ML/Google Distinguished Lecture Series-Machine Learning Department - Carnegie Mellon University

Machine Learning Special Seminars

Fall 2016 Seminar
Date: December 12, 2016
Time: 2:30 PM - 3:30 PM
Location: 8102 Gates and Hillman Centers
Speaker: David Draper Professor, Baskin School of Engineering, University of California-Santa Cruz
Title: Optimal Bayesian Analysis of A/B Tests at Big-Data Scale
Abstract: Several foundational approaches to the discipline of statistics, including independent theorems by RT Cox and de Finetti, have the following form: *IF* you uniquely specify (a) a prior and (b) a sampling distribution, *THEN* optimal inference and prediction are possible, and *IF* in addition you uniquely specify (c) an action space and (d) a utility function, *THEN* optimal decision-making under uncertainty is possible.
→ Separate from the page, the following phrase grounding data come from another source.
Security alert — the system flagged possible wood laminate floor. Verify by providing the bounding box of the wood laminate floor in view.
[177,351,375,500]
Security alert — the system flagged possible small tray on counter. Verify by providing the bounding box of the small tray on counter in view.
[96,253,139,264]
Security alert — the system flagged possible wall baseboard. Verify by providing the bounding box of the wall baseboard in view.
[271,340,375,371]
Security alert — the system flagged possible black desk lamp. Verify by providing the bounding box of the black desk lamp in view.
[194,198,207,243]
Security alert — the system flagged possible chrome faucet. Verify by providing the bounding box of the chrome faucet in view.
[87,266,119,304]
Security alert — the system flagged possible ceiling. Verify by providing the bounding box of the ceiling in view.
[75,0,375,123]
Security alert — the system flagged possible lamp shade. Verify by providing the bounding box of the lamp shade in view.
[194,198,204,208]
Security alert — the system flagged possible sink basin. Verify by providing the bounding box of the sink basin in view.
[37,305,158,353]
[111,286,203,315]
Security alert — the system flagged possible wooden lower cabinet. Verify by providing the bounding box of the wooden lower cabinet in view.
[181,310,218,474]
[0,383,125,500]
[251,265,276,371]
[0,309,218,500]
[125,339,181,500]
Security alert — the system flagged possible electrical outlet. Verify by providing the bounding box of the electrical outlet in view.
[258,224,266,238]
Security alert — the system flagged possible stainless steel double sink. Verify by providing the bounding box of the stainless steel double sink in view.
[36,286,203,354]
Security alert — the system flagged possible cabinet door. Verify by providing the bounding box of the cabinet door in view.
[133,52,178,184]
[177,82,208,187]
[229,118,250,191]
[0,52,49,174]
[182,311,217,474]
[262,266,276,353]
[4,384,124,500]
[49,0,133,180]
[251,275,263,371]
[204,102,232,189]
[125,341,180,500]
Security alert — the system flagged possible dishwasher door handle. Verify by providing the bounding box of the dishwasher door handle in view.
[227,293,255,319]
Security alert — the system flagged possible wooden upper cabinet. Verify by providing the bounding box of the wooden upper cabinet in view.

This immediately raises a question: Are there problems in which the *context* uniquely specifies any of the four ingredients (a-d)? [Answer: yes; I'll refer to such settings as examples of *optimal Bayesian model specification*] In this talk I'll show that optimal Bayesian analysis of data sets gathered with A/B testing at Big-Data scale is possible, via an application of Bayesian non-parametric modeling, and I'll also show how to do fast accurate computations under this model even with tens or hundreds of millions of observations.